UN Wire
Tuesday, July 22, 2003
http://www.unwire.org/UNWire/20030722/449_6821.asp
Few Latin American States On Track For Millennium Goals
Just seven of 18 countries in Latin America could cut extreme poverty in
half by 2015 ? a key target of the Millennium Development Goals agreed to
by U.N members in 2000 ? without significant reforms, according to a report
by the Economic Commission for Latin America and the Caribbean, the United
Nations Development Program and Brazil's Institute for Applied Economic
Research.
According to the report, Meeting the Millennium Poverty Reduction Targets
in Latin America and the Caribbean, Chile, Colombia, Honduras, Panama, the
Dominican Republic and Uruguay could achieve this goal if economic growth
and reductions to inequalities continue at the same pace as in the 1990s.

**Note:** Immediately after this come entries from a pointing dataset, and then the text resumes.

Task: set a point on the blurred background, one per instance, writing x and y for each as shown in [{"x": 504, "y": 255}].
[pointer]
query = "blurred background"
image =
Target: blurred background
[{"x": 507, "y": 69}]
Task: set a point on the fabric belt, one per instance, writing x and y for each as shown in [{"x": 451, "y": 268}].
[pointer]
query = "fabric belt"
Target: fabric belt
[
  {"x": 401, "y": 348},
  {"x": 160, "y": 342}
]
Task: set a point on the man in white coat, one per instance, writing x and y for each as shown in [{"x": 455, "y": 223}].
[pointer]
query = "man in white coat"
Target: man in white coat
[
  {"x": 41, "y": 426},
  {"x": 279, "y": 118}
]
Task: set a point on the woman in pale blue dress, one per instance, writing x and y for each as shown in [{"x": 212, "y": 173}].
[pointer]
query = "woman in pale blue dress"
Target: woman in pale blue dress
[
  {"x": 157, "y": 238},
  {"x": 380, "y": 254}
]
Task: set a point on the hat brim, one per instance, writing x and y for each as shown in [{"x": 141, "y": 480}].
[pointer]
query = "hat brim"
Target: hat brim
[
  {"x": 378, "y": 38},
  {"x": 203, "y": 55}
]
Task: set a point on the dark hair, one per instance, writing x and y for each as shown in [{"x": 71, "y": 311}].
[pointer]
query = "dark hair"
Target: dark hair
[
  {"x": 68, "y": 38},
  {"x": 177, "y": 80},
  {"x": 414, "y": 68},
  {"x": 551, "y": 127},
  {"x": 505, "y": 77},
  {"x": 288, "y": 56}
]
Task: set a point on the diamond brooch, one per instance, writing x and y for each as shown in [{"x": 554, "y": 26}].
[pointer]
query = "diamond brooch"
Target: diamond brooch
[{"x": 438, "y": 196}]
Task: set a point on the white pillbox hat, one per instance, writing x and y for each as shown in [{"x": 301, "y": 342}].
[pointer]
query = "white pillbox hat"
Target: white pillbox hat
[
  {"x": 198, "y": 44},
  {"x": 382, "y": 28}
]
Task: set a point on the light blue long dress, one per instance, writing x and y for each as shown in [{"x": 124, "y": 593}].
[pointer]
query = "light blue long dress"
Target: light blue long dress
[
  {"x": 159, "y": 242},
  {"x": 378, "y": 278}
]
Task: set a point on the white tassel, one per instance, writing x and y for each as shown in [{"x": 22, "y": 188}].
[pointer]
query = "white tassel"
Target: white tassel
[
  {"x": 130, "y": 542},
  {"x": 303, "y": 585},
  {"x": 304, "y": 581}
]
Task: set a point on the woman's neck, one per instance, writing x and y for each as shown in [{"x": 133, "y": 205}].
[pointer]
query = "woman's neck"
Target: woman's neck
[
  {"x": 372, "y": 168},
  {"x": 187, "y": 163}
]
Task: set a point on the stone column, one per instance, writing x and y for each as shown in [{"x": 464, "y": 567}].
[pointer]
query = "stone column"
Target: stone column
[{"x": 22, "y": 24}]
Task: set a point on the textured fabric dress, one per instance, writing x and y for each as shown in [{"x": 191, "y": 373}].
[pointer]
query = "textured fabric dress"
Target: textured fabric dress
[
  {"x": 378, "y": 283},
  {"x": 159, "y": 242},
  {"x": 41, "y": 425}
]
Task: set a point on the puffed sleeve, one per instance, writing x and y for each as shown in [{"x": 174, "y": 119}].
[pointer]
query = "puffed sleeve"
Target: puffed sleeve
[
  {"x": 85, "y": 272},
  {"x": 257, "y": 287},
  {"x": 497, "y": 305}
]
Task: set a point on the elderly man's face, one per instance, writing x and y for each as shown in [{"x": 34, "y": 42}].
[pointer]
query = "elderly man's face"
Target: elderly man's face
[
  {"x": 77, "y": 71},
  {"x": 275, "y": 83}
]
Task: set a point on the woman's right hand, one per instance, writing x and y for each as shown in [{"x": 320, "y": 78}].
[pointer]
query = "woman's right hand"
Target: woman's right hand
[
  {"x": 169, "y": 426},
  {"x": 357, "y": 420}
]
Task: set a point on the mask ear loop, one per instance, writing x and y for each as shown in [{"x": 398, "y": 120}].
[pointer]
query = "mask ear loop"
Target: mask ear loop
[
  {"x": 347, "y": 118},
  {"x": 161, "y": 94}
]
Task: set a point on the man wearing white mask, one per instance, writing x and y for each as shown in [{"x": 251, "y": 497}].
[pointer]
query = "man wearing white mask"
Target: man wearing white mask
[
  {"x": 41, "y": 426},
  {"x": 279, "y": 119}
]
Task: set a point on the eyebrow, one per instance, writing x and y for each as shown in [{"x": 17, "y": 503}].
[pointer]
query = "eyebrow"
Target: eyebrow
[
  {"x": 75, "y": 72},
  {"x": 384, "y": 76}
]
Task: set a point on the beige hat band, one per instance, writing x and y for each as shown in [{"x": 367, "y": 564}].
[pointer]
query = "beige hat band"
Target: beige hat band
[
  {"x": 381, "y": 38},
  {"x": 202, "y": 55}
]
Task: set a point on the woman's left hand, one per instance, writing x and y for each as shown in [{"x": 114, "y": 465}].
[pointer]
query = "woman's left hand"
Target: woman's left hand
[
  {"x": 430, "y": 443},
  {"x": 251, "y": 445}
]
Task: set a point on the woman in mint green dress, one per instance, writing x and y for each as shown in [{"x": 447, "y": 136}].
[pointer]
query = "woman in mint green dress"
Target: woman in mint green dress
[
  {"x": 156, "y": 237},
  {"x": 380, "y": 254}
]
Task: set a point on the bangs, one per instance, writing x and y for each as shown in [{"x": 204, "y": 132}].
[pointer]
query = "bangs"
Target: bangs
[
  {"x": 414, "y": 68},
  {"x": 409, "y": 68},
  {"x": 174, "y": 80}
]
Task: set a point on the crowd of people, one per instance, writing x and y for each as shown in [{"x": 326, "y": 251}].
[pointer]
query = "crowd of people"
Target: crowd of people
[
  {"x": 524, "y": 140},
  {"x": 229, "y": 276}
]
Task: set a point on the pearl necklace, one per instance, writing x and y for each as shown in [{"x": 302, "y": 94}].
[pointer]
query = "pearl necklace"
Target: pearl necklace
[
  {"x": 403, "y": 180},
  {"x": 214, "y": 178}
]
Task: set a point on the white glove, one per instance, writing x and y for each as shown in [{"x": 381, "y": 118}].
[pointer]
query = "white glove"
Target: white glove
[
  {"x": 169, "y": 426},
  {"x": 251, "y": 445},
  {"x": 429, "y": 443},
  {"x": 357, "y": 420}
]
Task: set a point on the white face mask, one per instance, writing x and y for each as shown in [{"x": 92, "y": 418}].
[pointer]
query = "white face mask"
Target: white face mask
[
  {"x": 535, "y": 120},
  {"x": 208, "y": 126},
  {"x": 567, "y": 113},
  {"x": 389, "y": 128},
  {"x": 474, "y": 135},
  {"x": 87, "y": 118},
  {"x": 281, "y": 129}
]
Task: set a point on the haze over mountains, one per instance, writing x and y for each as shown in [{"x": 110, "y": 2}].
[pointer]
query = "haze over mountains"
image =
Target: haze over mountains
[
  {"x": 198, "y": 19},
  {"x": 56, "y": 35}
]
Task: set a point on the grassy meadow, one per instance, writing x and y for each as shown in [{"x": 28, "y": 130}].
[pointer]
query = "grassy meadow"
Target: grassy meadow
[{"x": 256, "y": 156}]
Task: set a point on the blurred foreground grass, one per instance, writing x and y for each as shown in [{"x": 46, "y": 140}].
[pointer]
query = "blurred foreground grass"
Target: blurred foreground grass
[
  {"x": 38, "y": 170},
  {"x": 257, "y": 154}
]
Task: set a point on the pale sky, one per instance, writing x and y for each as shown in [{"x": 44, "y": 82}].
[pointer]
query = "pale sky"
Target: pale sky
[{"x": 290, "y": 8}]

Argentina would also have been on target to reach the goal, if not for its
recent economic crisis.
The study found that by reducing the Gini index ? which measures income
concentration ? by a couple of points, most of the countries studied would
achieve the same reduction in poverty as would result from many years of
economic growth. If conditions from the past decade remained the same, the
report said, extreme poverty in Brazil, Costa Rica, El Salvador, Guatemala,
Mexico and Nicaragua would decline slowly. However, without a significant
change in conditions, poverty levels would rise in Bolivia, Ecuador,
Paraguay, Peru and Venezuela due to either increased inequality, declining
income or both (ECLAC release, July 21).